Les églises, les cathédrales aux autels cyniques de richesse ne m’ont jamais procuré plus d’émotions que les presbytères des églises miséreuses, ourlés de panneaux plaqués de chêne des bureaux de notaire. Circulent entre les lamelles, ressortent par les trouées creusées de paroles qui jamais n’atteignent l’autel. L’orgue sonne et couvre les voix du dévoilement espéré. Rien ne filtrera des tapisseries empesées du silence des prêtres. La survie de l’Église est à ce prix. L’étole et la chasuble, et le voile huméral tissent le linceul de la vérité.

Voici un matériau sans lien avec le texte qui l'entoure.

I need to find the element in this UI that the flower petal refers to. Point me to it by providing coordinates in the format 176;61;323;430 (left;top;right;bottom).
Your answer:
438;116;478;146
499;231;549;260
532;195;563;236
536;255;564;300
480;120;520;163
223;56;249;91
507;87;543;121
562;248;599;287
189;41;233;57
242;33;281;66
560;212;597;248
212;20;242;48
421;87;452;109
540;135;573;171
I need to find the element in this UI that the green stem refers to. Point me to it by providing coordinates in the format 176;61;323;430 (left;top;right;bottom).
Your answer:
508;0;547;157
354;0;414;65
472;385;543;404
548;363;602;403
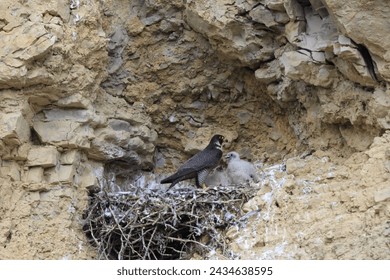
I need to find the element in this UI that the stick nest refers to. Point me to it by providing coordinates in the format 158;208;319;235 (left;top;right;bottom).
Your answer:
83;181;259;260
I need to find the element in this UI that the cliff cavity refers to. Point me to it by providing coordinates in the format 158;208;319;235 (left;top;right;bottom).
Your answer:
0;0;389;259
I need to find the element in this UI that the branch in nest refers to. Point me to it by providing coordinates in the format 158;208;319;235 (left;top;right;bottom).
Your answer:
83;180;260;260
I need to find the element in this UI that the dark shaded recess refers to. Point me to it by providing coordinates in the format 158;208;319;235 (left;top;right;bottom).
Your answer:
30;128;41;145
353;41;379;82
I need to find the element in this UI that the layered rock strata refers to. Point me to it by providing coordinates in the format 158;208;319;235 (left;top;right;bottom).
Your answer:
0;0;389;259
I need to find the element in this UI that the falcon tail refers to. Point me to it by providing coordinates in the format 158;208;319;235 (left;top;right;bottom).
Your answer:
160;175;180;191
160;176;173;184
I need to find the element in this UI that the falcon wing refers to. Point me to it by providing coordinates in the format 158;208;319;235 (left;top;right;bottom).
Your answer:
160;166;199;184
177;148;222;173
161;149;221;184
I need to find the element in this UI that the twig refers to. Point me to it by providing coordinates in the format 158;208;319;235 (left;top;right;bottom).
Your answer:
83;181;258;260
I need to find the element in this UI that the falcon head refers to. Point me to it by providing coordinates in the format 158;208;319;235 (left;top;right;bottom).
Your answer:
225;151;240;163
209;134;225;151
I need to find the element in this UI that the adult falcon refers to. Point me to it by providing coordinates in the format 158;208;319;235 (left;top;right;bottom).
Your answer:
160;134;225;190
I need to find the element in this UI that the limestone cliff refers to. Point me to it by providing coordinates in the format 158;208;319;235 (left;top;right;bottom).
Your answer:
0;0;389;259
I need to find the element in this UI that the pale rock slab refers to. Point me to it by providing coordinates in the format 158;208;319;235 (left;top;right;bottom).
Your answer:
58;165;76;183
92;121;157;163
0;17;57;88
42;108;93;123
107;119;131;132
285;157;307;175
27;146;59;167
130;126;158;143
0;64;27;89
2;143;31;161
88;140;128;161
374;187;390;203
127;137;147;152
13;33;57;62
60;150;80;165
369;89;390;128
47;165;76;184
249;5;278;28
284;0;304;20
0;161;21;181
94;126;132;148
56;94;92;109
274;11;290;24
35;0;70;22
25;166;44;183
322;0;390;81
33;120;93;148
184;0;276;67
280;51;337;88
284;20;306;43
331;35;377;86
0;113;30;146
255;59;282;84
15;143;31;161
79;163;99;189
339;126;376;152
377;116;390;130
266;77;297;103
294;9;338;51
127;16;145;36
265;0;285;12
123;104;151;125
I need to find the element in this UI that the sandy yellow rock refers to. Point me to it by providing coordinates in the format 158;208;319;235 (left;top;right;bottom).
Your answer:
27;146;59;168
0;0;390;261
0;113;30;145
25;167;44;183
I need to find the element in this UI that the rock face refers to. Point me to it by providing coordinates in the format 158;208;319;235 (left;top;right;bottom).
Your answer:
228;133;390;259
0;0;389;259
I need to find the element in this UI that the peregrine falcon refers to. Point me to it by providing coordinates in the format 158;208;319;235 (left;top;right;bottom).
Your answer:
160;134;225;190
225;151;260;185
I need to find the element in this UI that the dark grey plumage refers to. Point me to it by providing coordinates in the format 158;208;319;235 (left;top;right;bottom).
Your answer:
160;134;224;190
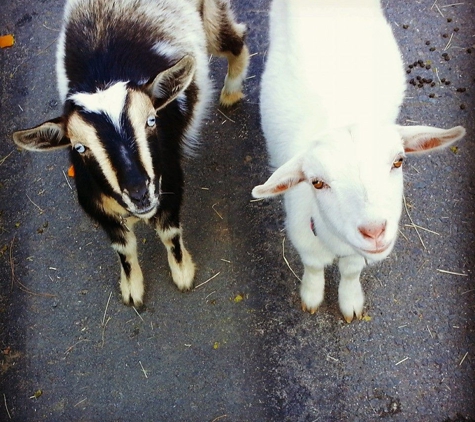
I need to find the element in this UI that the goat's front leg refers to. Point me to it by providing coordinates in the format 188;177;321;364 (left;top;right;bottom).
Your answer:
110;222;144;308
338;254;366;323
156;223;195;291
284;188;334;314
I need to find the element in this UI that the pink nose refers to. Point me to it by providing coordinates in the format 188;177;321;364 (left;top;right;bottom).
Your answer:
358;222;386;241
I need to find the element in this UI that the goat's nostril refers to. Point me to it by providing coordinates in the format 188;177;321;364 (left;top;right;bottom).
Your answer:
358;222;386;240
128;185;149;205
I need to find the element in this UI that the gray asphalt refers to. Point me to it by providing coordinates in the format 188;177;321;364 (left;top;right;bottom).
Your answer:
1;1;474;421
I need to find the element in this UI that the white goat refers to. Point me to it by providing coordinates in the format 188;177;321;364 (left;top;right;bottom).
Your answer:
252;0;465;322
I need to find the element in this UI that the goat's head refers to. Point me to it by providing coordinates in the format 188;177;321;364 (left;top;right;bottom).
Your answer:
13;56;196;218
252;124;465;260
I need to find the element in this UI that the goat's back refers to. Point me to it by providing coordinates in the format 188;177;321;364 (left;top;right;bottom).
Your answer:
260;0;406;167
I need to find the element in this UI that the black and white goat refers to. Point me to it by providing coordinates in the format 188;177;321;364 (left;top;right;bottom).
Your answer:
252;0;465;322
13;0;249;307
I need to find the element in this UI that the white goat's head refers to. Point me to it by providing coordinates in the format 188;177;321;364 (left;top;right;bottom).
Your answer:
252;124;465;260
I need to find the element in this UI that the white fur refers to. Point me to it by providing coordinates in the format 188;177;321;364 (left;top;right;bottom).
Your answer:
253;0;465;322
158;227;195;291
69;82;128;134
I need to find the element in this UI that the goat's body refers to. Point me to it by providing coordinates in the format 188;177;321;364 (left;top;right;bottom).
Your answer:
261;0;406;168
14;0;249;307
255;0;464;321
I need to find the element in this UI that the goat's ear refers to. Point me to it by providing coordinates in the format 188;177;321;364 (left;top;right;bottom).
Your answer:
398;125;465;155
252;156;306;198
13;117;70;151
148;55;196;111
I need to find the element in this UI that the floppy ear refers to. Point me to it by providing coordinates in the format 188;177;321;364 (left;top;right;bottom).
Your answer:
252;156;306;198
398;125;465;155
13;116;70;151
147;55;196;111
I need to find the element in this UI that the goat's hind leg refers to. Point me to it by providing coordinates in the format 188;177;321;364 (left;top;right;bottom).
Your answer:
156;224;195;291
202;0;250;106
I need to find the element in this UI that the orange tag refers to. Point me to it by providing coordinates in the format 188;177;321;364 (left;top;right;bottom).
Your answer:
0;34;15;48
67;165;75;178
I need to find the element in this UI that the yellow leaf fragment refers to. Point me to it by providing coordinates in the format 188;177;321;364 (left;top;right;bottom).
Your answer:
233;294;243;303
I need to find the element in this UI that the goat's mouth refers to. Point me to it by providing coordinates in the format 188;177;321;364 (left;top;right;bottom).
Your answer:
359;239;395;257
361;245;390;255
126;195;159;218
131;201;158;217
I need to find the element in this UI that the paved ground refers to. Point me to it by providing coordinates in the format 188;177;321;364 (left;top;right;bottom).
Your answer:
1;1;474;421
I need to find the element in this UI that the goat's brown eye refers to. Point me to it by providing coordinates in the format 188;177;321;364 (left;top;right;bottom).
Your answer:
312;179;325;189
393;157;404;169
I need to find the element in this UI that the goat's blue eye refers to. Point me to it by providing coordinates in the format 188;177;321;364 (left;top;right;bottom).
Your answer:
74;143;86;153
147;115;156;127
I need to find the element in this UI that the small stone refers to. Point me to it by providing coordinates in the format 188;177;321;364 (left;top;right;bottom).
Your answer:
454;27;459;32
430;82;436;87
430;47;436;52
402;24;409;29
442;33;449;38
429;93;435;98
425;40;430;45
425;64;431;70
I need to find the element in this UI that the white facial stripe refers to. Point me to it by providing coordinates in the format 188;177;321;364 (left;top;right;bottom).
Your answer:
127;91;155;179
68;82;128;134
68;113;121;193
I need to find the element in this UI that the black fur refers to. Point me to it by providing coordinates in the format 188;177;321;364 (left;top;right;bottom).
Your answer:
64;10;173;94
170;235;183;264
118;253;132;277
216;3;245;56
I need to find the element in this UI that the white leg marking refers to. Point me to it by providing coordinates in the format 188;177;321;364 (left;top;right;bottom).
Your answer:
158;226;195;291
113;233;144;307
220;45;250;106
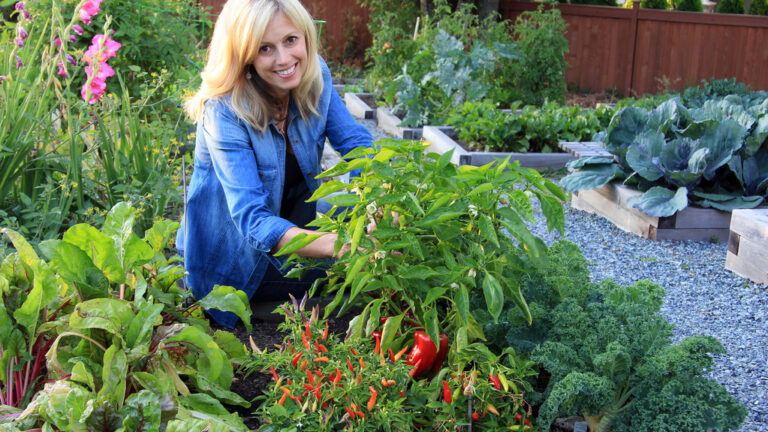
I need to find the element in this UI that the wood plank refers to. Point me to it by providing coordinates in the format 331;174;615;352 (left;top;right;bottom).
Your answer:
375;108;422;140
733;235;768;263
726;250;768;285
729;209;768;242
572;188;654;238
673;206;731;229
423;126;467;165
652;228;730;243
558;141;612;159
344;92;376;120
463;152;575;169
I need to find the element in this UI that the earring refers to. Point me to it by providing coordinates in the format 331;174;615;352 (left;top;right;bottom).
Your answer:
246;71;252;80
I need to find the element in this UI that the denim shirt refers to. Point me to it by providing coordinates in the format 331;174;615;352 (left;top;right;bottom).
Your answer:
176;57;372;327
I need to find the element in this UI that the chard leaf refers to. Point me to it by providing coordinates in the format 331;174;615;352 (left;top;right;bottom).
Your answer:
70;298;135;337
13;260;59;338
124;303;164;352
196;285;252;333
626;132;665;181
143;219;180;253
99;345;128;409
39;239;109;299
627;186;688;217
120;389;162;432
165;326;229;387
63;224;124;284
560;164;624;192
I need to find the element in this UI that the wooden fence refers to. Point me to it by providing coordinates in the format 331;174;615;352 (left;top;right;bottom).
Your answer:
500;0;768;96
198;0;768;95
198;0;371;66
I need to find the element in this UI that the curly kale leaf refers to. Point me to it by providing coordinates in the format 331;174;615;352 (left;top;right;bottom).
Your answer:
536;371;618;430
615;336;747;431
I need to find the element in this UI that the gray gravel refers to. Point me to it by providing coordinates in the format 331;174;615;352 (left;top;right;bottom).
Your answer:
356;119;768;431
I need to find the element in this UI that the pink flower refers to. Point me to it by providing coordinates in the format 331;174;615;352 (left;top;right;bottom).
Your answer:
14;37;24;48
0;76;8;83
18;27;28;39
57;58;67;77
14;1;24;10
66;54;76;66
83;34;121;63
81;34;120;104
72;24;84;35
78;0;102;25
15;55;22;69
54;37;61;47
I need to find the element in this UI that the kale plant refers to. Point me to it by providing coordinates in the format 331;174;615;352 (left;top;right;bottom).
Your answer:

Jamais, il n’aura été aussi difficile de savoir qui du prêtre ou de l’assemblée protège le mieux le secret originel.

La croyance récupérée et dévoyée par les églises de tous ordres a toujours été au centre des mythes fondateurs de l’humanité. Sans elle, nul espoir. Nulle identité. Elle nous aide à lutter contre l’idée (et non pas l’angoisse) de mort, sans laquelle la philosophie serait impossible. C’était bien l’idée des Romantiques, de s’opposer à la Raison par l’expression du sentiment, par l’introduction du fantastique, voire du fantasque. C’était bien l’idée de l’exacerbation du vivant. La pulsion de vie qui anime les êtres est la même croyance en votre rayon de soleil, en ma forme des nuages. Débarrassé du sentiment religieux nous cédons au mystère divin. Voilà sans doute pourquoi, depuis notre naissance, le plus beau est à venir.